Ingredients: Tomatoes

That's it. No salt, no herbs - just tomatoes. I was so startled by this lack of stuff that I actually called over a Williams-Sonoma employee to confirm that I wasn't missing something. After looking at me like I was a particularly annoying small dog and offering a briskly sing-songed, "Well, let's look at the list of INGREDIENTS, shall we?", she quickly ate her tone and started chucking at the audacity of slapping $11 on a jar of plain, pureed tomatoes.

So of course I had to buy it. The curiousity would have haunted me for seconds - nay, minutes! - had I not. $11 tomatoes! Surely they were the best damn tomatoes ANYONE HAD EVER GROWN!

Nope. Tasted exactly like a jar full of pureed tomatoes. A baby wouldn't have eaten that crap.

Still, I take some comfort in the fact that some poor schlub is paying $25 for a plate full. At least I only got took for $4.99.

Monday, January 01, 2007

I've got a birthday coming up...

I've seen some funny things in my life, but this little Christmas wonder - compliments of SNL (who knew it was still funny?) - rocks.
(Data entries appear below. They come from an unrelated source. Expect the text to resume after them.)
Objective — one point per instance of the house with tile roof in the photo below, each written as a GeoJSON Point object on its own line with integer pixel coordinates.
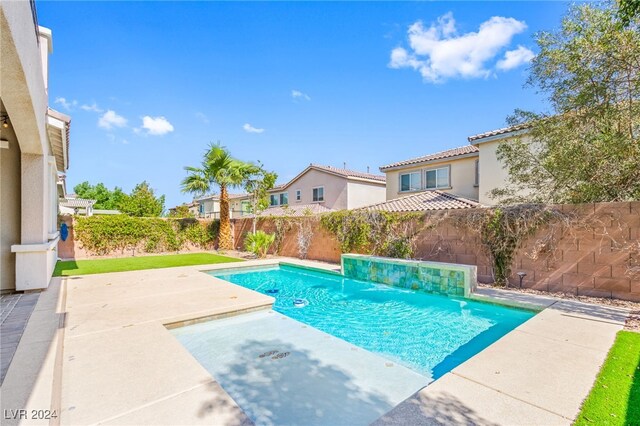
{"type": "Point", "coordinates": [454, 171]}
{"type": "Point", "coordinates": [461, 177]}
{"type": "Point", "coordinates": [320, 189]}
{"type": "Point", "coordinates": [316, 189]}
{"type": "Point", "coordinates": [492, 172]}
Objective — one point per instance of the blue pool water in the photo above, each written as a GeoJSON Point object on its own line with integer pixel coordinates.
{"type": "Point", "coordinates": [427, 333]}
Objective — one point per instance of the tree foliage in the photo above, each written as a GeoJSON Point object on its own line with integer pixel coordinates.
{"type": "Point", "coordinates": [181, 211]}
{"type": "Point", "coordinates": [218, 168]}
{"type": "Point", "coordinates": [587, 148]}
{"type": "Point", "coordinates": [257, 184]}
{"type": "Point", "coordinates": [111, 233]}
{"type": "Point", "coordinates": [628, 11]}
{"type": "Point", "coordinates": [106, 199]}
{"type": "Point", "coordinates": [142, 202]}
Enjoy, but not in the company of children or people who could have you fired.

Glass and a half of champers makes Ali a hungover girl.

Greetings on the first day of the newest year! Can't say it feels a whole lot different from the last day of the former year, except for the piles of the leftover confetti. Living in the "most exciting city in the entire world!" on the night of "the biggest party in the world!" (according to an overcaffeinated and underteleprompted Seacrest) can wear a bit thin. I've never understood the whole Times Square At Midnight thing. People line up behind police barracades for hours on end, usually in the freezing cold, no food, no booze and NO ACCESS TO PUBLIC TOILETS, just to watch a ball drop. I guess it's like the Macy's Thanksgiving Day Parade; it sounds like fun until you actually go. Then you discover that the floats only come along every twenty minutes, leaving you with nothing to do but pick your nose and hope the Snoopy balloon takes down a tourist.

Matt and I kept it low-key last night, which will come as a shock to absolutely nobody. We popped open a bottle of expensive bubbly (thanks, Kathy and Bob!) and opened the Christmas presents we didn't have time to give each other before leaving town. We thought about hitting the East Village for some cheap curry but quickly nixed it once we remembered that it was New Years Eve. (Or as I like to call it, "amateur night".) Instead, we went around the corner to our favorite restaurant and splurged on actual appetizers. (So small! So fancy!) We managed to make it to midnight and celebrated the countdown on our balcony, gazing fondly on the celebrating crowds. (Okay, we didn't actually see anybody, aside from some guy wheeling a rental table down the street, but we heard a lot of shouting and merriment which is almost the same.) Generally I feel a little let down on New Years', like no matter where I am someone else is having a lot more fun, but this one felt pretty solid. Hope you all had a good one too.